AI Summary • Published on Feb 18, 2026
The global healthcare sector faces challenges in accurate and timely lung disease diagnosis, such as COVID-19 and pneumonia, often exacerbated by the need for secure and distributed processing of sensitive medical imaging data. Traditional centralized AI models may struggle with data privacy concerns and the limited availability of large, diverse datasets across individual institutions, leading to issues like overfitting and suboptimal performance.
The researchers propose a hybrid federated learning-enabled ensemble model for lung disease detection. The approach involves collecting and preprocessing X-ray image data, then training individual deep convolutional neural networks (VGG19, InceptionV3, DenseNet201) and a SWIN Transformer model. These trained models are ensembled to create a fusion model. This hybrid model is then integrated into a federated learning framework, where local models at different hospitals contribute updates to a central global model without sharing raw patient data, ensuring data security and privacy. The global model is iteratively refined by aggregating the best-performing local models.
Individual models achieved notable validation accuracies: VGG19 at 94.4%, DenseNet201 at 94.1%, and Inception V3 at 94.5%. The SWIN Transformer model showed a validation accuracy of 82.5%. The final hybrid fusion model, combining these approaches, achieved a validation accuracy of 97.0% when summing weights and 94.0% when averaging weights. Training accuracy for the fusion model was approximately 99%, with a categorical validation accuracy of around 96%, indicating good performance but also a slight overfitting tendency. ROC-AUC curves demonstrated the fusion model's superior performance compared to individual models, and confusion matrix analysis indicated better true-positive predictions from the fusion model.

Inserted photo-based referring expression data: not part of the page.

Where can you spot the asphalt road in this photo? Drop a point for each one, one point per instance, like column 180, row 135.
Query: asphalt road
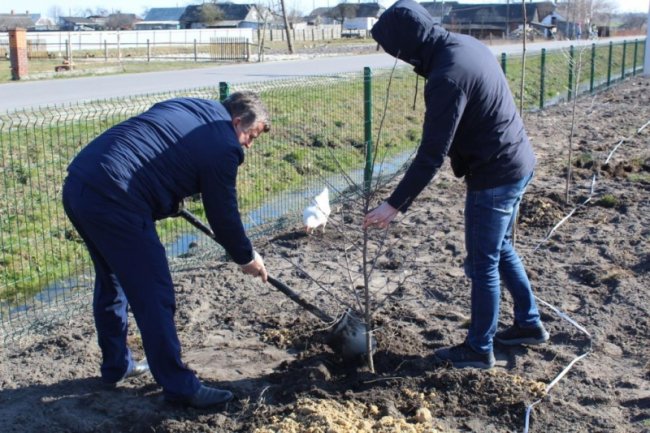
column 26, row 94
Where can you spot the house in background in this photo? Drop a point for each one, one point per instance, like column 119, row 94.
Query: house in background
column 42, row 23
column 231, row 15
column 319, row 16
column 161, row 19
column 356, row 16
column 13, row 20
column 438, row 10
column 73, row 24
column 495, row 20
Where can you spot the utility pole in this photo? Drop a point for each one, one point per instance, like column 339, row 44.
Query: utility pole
column 646, row 62
column 286, row 27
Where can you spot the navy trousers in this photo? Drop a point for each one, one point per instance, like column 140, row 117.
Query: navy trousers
column 131, row 269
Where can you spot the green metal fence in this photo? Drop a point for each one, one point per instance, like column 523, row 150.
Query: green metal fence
column 559, row 75
column 321, row 126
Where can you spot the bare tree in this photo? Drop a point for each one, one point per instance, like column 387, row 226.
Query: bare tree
column 55, row 12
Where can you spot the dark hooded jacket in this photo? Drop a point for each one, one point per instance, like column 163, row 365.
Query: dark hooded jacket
column 470, row 112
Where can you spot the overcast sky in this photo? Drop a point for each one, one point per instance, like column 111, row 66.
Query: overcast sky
column 138, row 6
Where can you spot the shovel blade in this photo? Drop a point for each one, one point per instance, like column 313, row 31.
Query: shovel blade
column 348, row 337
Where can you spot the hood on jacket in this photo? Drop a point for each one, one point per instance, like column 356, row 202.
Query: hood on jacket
column 407, row 31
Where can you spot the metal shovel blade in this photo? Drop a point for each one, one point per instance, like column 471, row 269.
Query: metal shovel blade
column 348, row 337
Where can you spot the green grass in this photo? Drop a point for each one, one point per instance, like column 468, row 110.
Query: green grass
column 557, row 71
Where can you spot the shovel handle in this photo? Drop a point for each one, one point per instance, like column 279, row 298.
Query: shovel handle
column 196, row 222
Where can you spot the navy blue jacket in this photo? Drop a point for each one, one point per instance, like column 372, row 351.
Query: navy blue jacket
column 176, row 149
column 470, row 112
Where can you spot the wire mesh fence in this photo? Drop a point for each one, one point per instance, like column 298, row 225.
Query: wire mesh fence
column 318, row 138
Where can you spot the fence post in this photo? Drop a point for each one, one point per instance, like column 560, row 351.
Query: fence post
column 571, row 68
column 623, row 60
column 636, row 49
column 609, row 64
column 224, row 90
column 542, row 77
column 593, row 65
column 367, row 127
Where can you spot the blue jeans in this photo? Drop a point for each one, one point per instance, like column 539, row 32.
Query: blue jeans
column 130, row 270
column 489, row 218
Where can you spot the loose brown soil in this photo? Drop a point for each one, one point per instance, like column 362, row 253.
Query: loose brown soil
column 245, row 336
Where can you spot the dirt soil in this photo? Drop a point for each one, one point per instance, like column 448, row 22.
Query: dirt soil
column 247, row 337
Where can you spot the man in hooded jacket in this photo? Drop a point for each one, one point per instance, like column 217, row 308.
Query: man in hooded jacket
column 471, row 118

This hybrid federated learning approach offers a more accurate and secure method for lung disease diagnosis, potentially assisting medical practitioners in detecting COVID-19 and pneumonia from X-ray images. The integration of federated learning addresses critical data privacy concerns in healthcare. Future work includes addressing concept drift in federated learning, improving algorithm efficiency, performing statistical analysis of datasets, and exploring the application of this system to other disease detection processes. The authors emphasize that while technology assists medical treatment, it remains a supportive tool due to the inherent complexities and variances in diseases and treatment protocols.